Solange wants her music to inspire "young black girls" for the next five decades.

Solange

Solange

The 32-year-old star unveiled her fourth album 'When I Get Home' last week, and she has revealed her goal of making "astounding work" which will stand the test of time.

She's quoted by The Guardian newspaper as saying: "I'm thinking about the possibility of maybe some young black girl in 20 years needing to reference a black sculptor who's making work that large, and in landscape like that, and the blessing and privilege [that] I might come up in that search.

"Of course, I want to make these massive landscapes and express these parts of me ... because it's beautiful, and I want to make astounding work.
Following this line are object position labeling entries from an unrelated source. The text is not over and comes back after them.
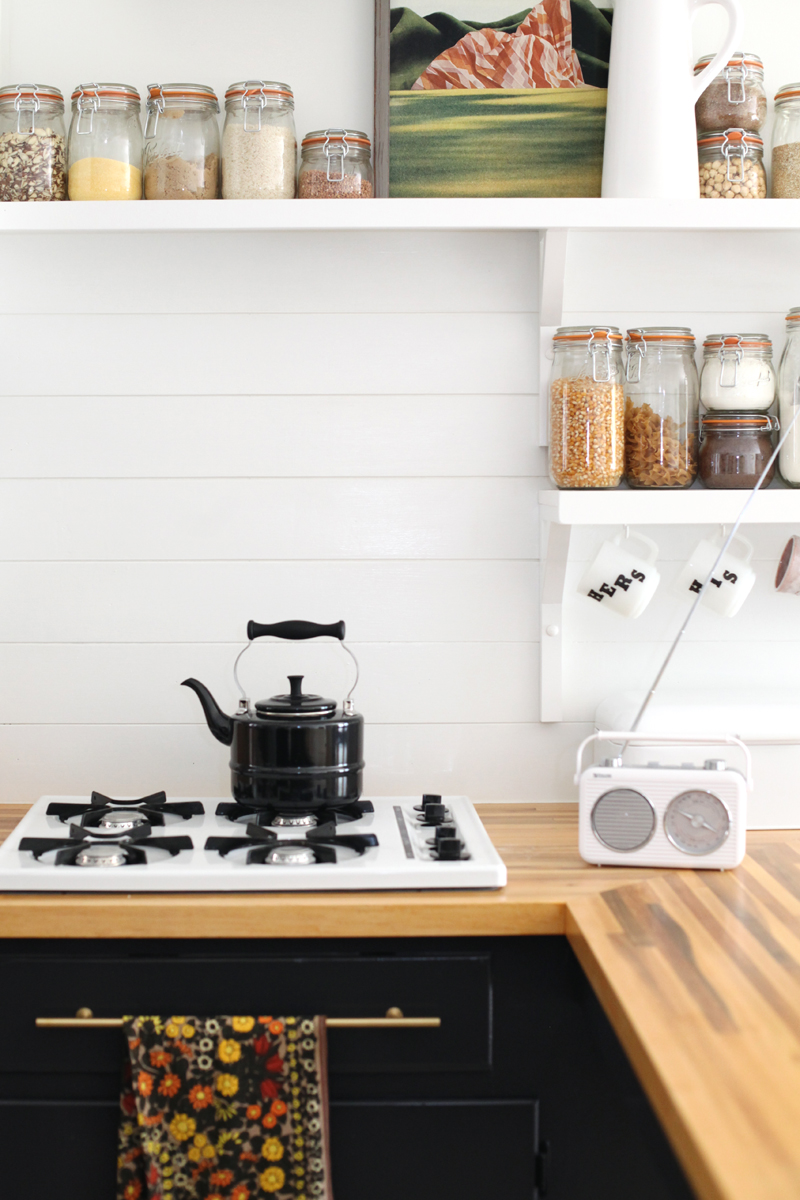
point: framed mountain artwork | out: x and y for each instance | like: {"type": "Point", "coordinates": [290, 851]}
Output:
{"type": "Point", "coordinates": [476, 102]}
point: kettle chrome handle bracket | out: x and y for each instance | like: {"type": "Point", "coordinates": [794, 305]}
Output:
{"type": "Point", "coordinates": [296, 631]}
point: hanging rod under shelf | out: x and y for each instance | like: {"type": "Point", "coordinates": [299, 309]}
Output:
{"type": "Point", "coordinates": [392, 1020]}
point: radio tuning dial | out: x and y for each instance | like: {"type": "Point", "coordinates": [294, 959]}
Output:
{"type": "Point", "coordinates": [697, 822]}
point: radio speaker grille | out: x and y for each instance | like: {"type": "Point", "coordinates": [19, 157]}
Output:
{"type": "Point", "coordinates": [623, 819]}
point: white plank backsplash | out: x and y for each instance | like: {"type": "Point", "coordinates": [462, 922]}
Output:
{"type": "Point", "coordinates": [200, 429]}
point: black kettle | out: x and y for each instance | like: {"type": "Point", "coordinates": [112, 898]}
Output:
{"type": "Point", "coordinates": [295, 753]}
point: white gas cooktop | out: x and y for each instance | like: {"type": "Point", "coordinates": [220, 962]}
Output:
{"type": "Point", "coordinates": [155, 844]}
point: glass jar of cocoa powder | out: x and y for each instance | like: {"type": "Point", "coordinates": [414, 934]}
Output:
{"type": "Point", "coordinates": [587, 419]}
{"type": "Point", "coordinates": [336, 165]}
{"type": "Point", "coordinates": [181, 143]}
{"type": "Point", "coordinates": [735, 449]}
{"type": "Point", "coordinates": [661, 407]}
{"type": "Point", "coordinates": [737, 97]}
{"type": "Point", "coordinates": [32, 143]}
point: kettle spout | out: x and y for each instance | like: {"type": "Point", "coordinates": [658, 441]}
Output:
{"type": "Point", "coordinates": [220, 724]}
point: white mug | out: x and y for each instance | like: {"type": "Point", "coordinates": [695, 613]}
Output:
{"type": "Point", "coordinates": [620, 580]}
{"type": "Point", "coordinates": [732, 581]}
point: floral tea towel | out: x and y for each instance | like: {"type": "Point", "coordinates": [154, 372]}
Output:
{"type": "Point", "coordinates": [230, 1108]}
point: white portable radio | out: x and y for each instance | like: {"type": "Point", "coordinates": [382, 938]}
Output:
{"type": "Point", "coordinates": [649, 815]}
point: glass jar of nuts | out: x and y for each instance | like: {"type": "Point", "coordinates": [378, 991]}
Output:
{"type": "Point", "coordinates": [732, 166]}
{"type": "Point", "coordinates": [587, 420]}
{"type": "Point", "coordinates": [32, 143]}
{"type": "Point", "coordinates": [735, 97]}
{"type": "Point", "coordinates": [661, 408]}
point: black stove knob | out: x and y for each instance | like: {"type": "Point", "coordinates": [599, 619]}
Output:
{"type": "Point", "coordinates": [434, 814]}
{"type": "Point", "coordinates": [449, 849]}
{"type": "Point", "coordinates": [446, 831]}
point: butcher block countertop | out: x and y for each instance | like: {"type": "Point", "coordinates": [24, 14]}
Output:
{"type": "Point", "coordinates": [698, 971]}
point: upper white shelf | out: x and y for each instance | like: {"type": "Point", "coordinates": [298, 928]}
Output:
{"type": "Point", "coordinates": [156, 216]}
{"type": "Point", "coordinates": [697, 505]}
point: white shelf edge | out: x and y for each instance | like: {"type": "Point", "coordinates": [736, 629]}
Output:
{"type": "Point", "coordinates": [776, 505]}
{"type": "Point", "coordinates": [579, 214]}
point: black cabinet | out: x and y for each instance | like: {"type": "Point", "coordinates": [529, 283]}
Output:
{"type": "Point", "coordinates": [524, 1061]}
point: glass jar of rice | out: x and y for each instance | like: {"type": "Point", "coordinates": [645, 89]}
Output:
{"type": "Point", "coordinates": [259, 144]}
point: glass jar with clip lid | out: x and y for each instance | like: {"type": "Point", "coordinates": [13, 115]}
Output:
{"type": "Point", "coordinates": [737, 97]}
{"type": "Point", "coordinates": [106, 143]}
{"type": "Point", "coordinates": [336, 165]}
{"type": "Point", "coordinates": [789, 399]}
{"type": "Point", "coordinates": [587, 419]}
{"type": "Point", "coordinates": [732, 166]}
{"type": "Point", "coordinates": [259, 144]}
{"type": "Point", "coordinates": [32, 143]}
{"type": "Point", "coordinates": [661, 407]}
{"type": "Point", "coordinates": [181, 143]}
{"type": "Point", "coordinates": [738, 372]}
But I really want to make work to be discovered 50 years from now."

After releasing her previous LP 'A Seat at the Table', Solange - whose older sister is superstar Beyonce - spent a lot of time on the road, and returning to her hometown of Houston, Texas was what she needed to revitalise herself personally and professionally.

She explained: "I think any time you go through something like that, you crave ... things that remain the same.

"I know that at any given time in my life, I can come back here, to Houston, to third ward, and have these anchors.

"The longer I was here, the more these sort of things that might have been mundane to me, visually, started to really enrich me."

The resulting follow-up record is one that is more for the singer herself, rather than something accessible for everyone else.

She added: "I had so much to give on my last project while also needing to heal and work on myself," she says. "['A Seat at the Table'] was for everybody. I wanted it to be. And ['When I Get] Home' is for me."